Yes, I did. I’ve been harping on this issue since the first Windows beta tests – the installer routine has always been crap and doesn’t cleanly update and remove lingering traces.

If you can’t remove these lingering entries without breaking out RegEdit, there is something else wrong with your system. Even Windows 7 would help you clean up these entries automatically. If you can’t remove them with the existing system tools, then you likely have a corrupt user profile, and that’s a much bigger problem.
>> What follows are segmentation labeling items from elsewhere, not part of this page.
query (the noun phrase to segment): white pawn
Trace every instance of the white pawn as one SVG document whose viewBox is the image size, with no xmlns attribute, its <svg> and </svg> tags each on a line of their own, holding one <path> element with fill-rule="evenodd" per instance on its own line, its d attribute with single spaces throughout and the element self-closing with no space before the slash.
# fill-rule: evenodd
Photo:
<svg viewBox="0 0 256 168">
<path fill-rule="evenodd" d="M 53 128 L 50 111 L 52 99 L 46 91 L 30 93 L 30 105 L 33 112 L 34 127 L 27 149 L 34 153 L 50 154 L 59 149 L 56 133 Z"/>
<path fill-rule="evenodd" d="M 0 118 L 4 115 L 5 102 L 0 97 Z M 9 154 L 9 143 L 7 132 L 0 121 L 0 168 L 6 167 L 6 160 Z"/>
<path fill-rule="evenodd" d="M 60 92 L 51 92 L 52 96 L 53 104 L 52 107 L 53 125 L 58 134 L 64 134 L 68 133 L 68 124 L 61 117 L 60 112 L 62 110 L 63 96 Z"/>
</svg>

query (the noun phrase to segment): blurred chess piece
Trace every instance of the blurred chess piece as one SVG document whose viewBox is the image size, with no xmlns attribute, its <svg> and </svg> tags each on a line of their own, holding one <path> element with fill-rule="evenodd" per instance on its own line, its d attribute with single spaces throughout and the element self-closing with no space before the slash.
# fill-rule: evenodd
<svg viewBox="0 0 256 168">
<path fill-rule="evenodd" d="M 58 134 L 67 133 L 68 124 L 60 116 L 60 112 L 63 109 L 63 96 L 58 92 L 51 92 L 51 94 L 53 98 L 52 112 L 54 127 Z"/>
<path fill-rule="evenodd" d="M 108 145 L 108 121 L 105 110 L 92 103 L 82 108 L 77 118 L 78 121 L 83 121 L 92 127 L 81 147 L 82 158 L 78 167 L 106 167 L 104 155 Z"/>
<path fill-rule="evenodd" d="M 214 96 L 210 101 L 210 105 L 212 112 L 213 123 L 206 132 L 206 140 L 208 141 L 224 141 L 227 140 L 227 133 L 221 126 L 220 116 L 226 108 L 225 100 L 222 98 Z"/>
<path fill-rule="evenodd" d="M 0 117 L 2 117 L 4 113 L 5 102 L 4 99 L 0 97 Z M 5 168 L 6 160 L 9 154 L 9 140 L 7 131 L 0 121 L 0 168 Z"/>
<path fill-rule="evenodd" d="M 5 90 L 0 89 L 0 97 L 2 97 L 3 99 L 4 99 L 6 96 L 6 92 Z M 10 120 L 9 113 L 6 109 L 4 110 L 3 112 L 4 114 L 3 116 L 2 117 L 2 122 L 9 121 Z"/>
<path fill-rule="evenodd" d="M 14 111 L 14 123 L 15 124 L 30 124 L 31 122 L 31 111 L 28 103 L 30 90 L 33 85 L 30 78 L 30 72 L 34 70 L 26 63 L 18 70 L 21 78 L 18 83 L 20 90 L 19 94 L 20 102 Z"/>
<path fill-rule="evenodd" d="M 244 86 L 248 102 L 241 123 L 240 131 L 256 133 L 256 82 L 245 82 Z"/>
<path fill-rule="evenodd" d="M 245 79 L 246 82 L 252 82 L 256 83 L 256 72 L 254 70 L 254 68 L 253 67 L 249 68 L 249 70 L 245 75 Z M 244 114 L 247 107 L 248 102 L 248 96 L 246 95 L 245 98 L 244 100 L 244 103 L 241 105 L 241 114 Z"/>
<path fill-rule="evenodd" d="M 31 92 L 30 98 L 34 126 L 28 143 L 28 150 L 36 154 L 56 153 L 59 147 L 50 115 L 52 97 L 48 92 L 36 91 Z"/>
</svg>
RegEdit isn’t going to save you from a corrupt profile – it’s more likely to make it worse. Worrying about extra Scrivener entries in installed programs list under those conditions is like worrying about the potential scar you’re going to have from that quad-bypass heart surgery you need to have. And telling people how to use directly meddle with the Registry to fix that cosmetic issue is like telling them how to conceal that scar with a sharp enough butcher knife.

First do no harm, fam.

Thank you for spinning this around on me and forcing me to try and prove an objective negative just to defend the credibility of a completely effective solution that worked for me.

That you crusade or “have been harping on this issue since” whenever neither makes you right nor others wrong.

I innocently shared my experience, strength, and hope. A mistake I’ll not make again. My experience is different than yours. It clearly rubbed your singularly-unique rightness the wrong way. I’m sorry I triggered you and your need to subordinate me and my share.

I’m done with you. TttH

Nobody says it’s not effective. It’s dangerous for most users to mess with the registry. They can take a minor cosmetic issue and quickly turn it into a system-stopping problem by messing with the registry.

I wasn’t trying to piss you off, but not all help is equally helpful, and the method you shared has risks that potential users need to be aware of.

And Scrivener’s Windows devs really need to fix this issue so users don’t have to keep thinking they need to bust out RegEdit to fix it.